A ética dos Robôs

Estudiosos reunidos pela Unesco já discutem questões originadas pela rápida evolução da inteligência artificial, como a interação entre robôs e humanos e as responsabilidades legais que o novo quadro oferece

Cada vez mais complexos, os robôs começam a atrair a atenção de estudiosos de ética da ciência (Foto: Divulgação)

Um painel de especialistas em ética da ciência e da tecnologia começou a explorar a possibilidade de que os robôs venham a se tornar “máquinas morais” com potenciais direitos legais no caso de desenvolverem a capacidade de sentir emoções e distinguirem entre o certo e o errado.

“Dependendo de futuros avanços nessa área de pesquisa, não se deve excluir a possibilidade da senciência (a percepção pelos sentidos), das emoções e, consequentemente, do status moral dos robôs do futuro”, escreveu um grupo de trabalho sobre as tecnologias emergentes da Comissão Mundial para a Ética do Conhecimento Científico e Tecnológico (Comest, na sigla em francês), corpo consultivo científico da Unesco, em um relatório preliminar sobre o tema divulgado em setembro.

Desde que os primeiros robôs industriais foram usados na fabricação de automóveis nos anos 1950, essas máquinas se tornaram um fato da vida moderna. Os robôs são utilizados em fábricas, zonas de guerra, medicina, cuidados de idosos e tratamento de crianças com autismo. Popularizados por romances de ficção científica, filmes e programas de televisão, de Guerra nas Estrelas a O Exterminador do Futuro, os robôs são cada vez mais visíveis. Os especialistas estão a especular sobre a possibilidade de que os seres humanos poderiam se apaixonar ou ter sexo com robôs.

O “Rascunho de Relatório Preliminar da Comest sobre a Ética Robótica” examina questões éticas relacionadas ao uso de robôs autônomos e como os seres humanos interagem com eles. O rápido desenvolvimento de robôs autônomos altamente inteligentes provavelmente vai desafiar nossa classificação atual dos seres de acordo com seu estatuto moral, de forma semelhante ou talvez até mais profunda do que o movimento de direitos dos animais, dizem os autores do relatório.

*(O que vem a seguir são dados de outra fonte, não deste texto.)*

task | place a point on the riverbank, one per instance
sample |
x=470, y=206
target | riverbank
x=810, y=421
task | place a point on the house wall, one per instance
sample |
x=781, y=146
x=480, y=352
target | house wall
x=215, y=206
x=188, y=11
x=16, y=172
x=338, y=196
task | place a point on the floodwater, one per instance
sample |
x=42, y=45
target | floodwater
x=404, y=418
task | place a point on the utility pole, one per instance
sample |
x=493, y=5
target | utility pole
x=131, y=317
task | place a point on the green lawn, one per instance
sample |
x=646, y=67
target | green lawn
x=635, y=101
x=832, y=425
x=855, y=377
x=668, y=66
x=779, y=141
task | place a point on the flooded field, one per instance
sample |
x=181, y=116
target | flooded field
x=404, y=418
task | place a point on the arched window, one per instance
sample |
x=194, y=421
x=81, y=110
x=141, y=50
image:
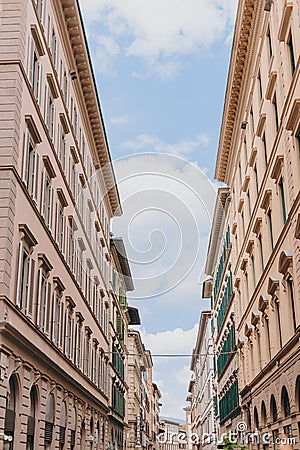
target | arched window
x=285, y=402
x=10, y=413
x=31, y=419
x=49, y=423
x=256, y=420
x=62, y=425
x=263, y=415
x=73, y=428
x=273, y=407
x=82, y=436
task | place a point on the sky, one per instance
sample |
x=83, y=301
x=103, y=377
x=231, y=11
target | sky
x=161, y=71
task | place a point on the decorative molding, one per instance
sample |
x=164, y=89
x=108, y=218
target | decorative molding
x=49, y=167
x=285, y=262
x=61, y=197
x=64, y=123
x=51, y=82
x=261, y=124
x=277, y=168
x=257, y=226
x=255, y=317
x=37, y=40
x=263, y=303
x=266, y=201
x=273, y=286
x=253, y=157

O comportamento de um robô – mesmo se for altamente complexo, inteligente e autônomo – é determinado por seres humanos. No entanto, assumindo que os robôs do futuro tendem a ser ainda mais sofisticados (talvez até o ponto de aprender com experiências passadas e programar-se), a natureza de seus algoritmos – um conjunto de instruções precisas sobre como o robô deve operar – provavelmente se tornará um problema digno de “atenção ética séria e reflexão”, diz o relatório.

Tarefas perigosas

Embora a maioria dos estudiosos que trabalham em “ética da máquina” concorde que os robôs ainda estão longe de ser “agentes éticos” como seres humanos, especula-se que esses aparelhos poderão adquirir ­características humanas no futuro, como o senso de humor. A visão que prevalece sobre os robôs – graças à ficção científica – é que eles são máquinas que se parecem, pensam e se comportam como seres humanos. No entanto, os robôs não necessariamente assumem a forma humana.

Eles podem ser máquinas inteligentes que executam tarefas mecânicas de rotina, repetitivas e perigosas.­ “A autonomia dos robôs provavelmente vai crescer na medida em que sua regulação ética se torne necessária, pela programação com códigos de ética especificamente concebidos para impedir seu comportamento prejudicial (como pôr em perigo seres humanos ou o meio ambiente, por exemplo)”, diz o relatório.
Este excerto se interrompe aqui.